SpaceCadet · 25/08/2006 23:26

as far as car crime is concerned, there has been a steady decline in auto theft over the past 25 years in cambridge with east cambridge having the highest reported level of car crime and strawberry hill area having the lowest

tigermoth · 26/08/2006 08:54

As property prices in Cambridge itself are very high, a lot of the rougher, high crime areas of the city are on the outskirts - or(going on what I have been told) in some of the surrounding villages. Hence Drummer Street Bus Station and Christ's Pieces used to be a bit rough sometimes - gangs of teenagers waiting for busses home from Cambridge city centre, with time on their hands and some very odd people in strange conditions wandering around Christ's Pieces - but if you are used to London, this should not faze you.

yellowrose · 26/08/2006 13:28

space and tiger - thanks. Yes, I am sure the roughest places in Cambridge look like a walk in the park compared to the roughest places in London, of which there are many many and growing by the day

All my friends and family here have been victims of some sort of crime. My brother was left for dead about 20 years ago after he left a night club in the early hours of the morning in the West End - his pockets emptied by a big bloke who decided it would be a good idea to break a few ribs and his jaw while he was at it. He was in hospital for weeks. My sister has been forced out of her car and mugged in broad day light, etc, etc...

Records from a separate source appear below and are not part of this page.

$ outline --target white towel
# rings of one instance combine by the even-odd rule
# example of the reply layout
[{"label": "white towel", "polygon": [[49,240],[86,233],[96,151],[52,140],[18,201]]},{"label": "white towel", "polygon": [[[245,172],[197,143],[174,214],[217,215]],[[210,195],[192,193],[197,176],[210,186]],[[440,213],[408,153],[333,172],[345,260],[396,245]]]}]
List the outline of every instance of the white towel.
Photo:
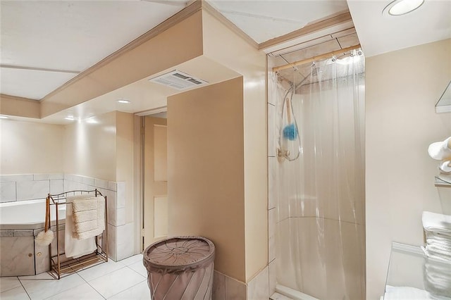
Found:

I am not a wimp, but the daily stories of crime here in London, even in the good areas (the bad people go into the good areas to steal and pester) worry me sick ever since my son was born over 2 years ago. London is expensive, dirty, noisey. I love the place for lots of other reasons (mainly cultural things) and consider it my spiritual home as I have been here for 15 years and loved studying at univeristy here in my early 20's, but life changes when you have a child to think about.

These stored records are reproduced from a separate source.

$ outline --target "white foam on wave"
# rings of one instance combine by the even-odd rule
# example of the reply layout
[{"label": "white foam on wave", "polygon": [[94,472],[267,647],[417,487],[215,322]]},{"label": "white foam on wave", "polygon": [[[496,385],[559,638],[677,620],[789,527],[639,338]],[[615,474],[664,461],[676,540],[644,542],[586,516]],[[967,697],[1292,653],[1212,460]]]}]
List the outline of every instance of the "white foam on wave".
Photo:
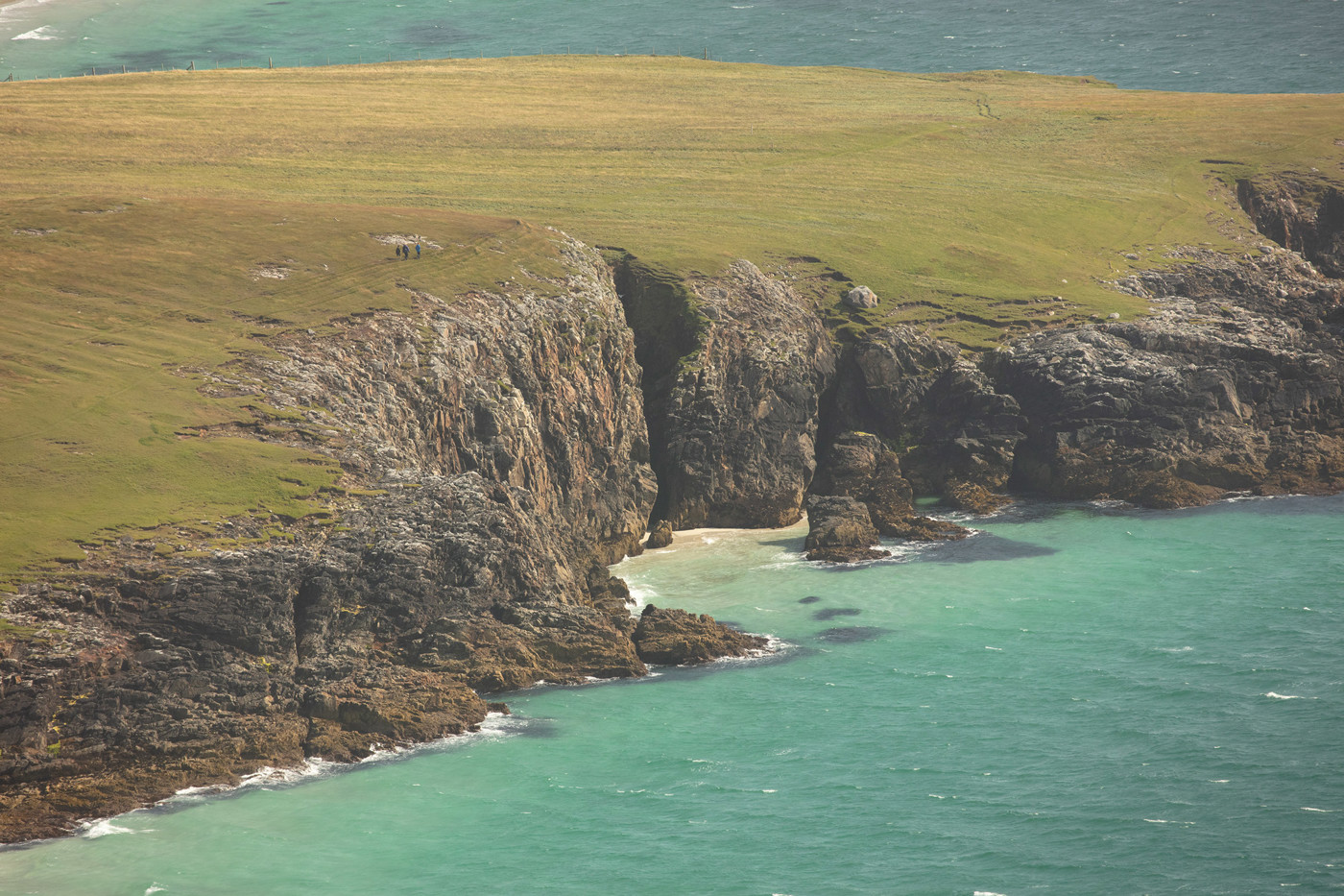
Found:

...and Sir Ian Blair tells us Lonodn is "safe enough to leave your doors open", eh, I don't think I will risk it thanks ! I guess Sir Blair's house must be safe enough to leave his doors open, as he is probably living in a mansion with huge grounds inhabited by big dogs and bodyguards. I live in a 2 bed flat with no alarm and don't have a dog with big teeth which is rather different !

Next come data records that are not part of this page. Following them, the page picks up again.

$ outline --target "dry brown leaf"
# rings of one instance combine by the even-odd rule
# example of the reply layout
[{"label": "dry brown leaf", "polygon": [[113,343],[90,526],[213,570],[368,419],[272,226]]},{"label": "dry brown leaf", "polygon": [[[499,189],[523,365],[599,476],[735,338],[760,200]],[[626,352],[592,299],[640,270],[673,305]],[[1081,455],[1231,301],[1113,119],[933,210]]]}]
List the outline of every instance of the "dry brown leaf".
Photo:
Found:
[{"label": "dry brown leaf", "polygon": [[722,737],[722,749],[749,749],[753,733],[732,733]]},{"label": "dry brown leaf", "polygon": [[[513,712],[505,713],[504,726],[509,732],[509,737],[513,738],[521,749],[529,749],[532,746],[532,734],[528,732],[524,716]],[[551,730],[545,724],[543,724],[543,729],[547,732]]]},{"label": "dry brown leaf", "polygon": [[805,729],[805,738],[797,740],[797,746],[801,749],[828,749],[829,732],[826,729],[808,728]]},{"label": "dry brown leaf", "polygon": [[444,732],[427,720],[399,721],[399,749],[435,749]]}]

I just feel it is time to leave.

OP posts:
CurrantBun · 05/09/2006 16:17

Yellowrose, I also live in London and my husband and I have decided that we would like to move to somewhere like Cambridge before our expected baby (due in February) starts school.

We live in a very pleasant part of north London (Winchmore Hill) but we currently have a two-bedroomed house and would need to substantially increase our mortgage to upgrade to something bigger in the same area. We could afford to do this if I worked full-time once the baby is born, but neither hubby nor I are keen on this and childcare is prohibitively expensive. We both work for universities in London, but DH has a 1.5 hour journey each way to and from work (and that's if there are no problems with public transport) and doesn't want to spend the next 30 years in that position. My journey is just over an hour each way - it's OK, but like DH I feel it's two wasted hours a day that could be put to better use. Once we have the baby DH won't get home in the evenings until bedtime, so will have very little interaction with him/her during the week.

I think we both feel that we'd like a better quality of life and would like to bring our child up in a more rural setting - possibly a village outside of Cambridge - with a short drive to work. DH's job is quite specialised and he would need to work in one of the country's big research-focused universities. His salary would reduce by about £10K but our mortgage would be less and we would not be shelling out so much on travel.

For the moment (next 2-3 years) we will stay where we are as I won't be working and want to make sure I get my maternity entitlements, also my mum lives 2 minutes away and I know we'll rely on her support in the early years. We are not at all unhappy where we are, but we definitely want to spend less hours a day getting to and from work, and live in a smaller community where we could get to know a few people.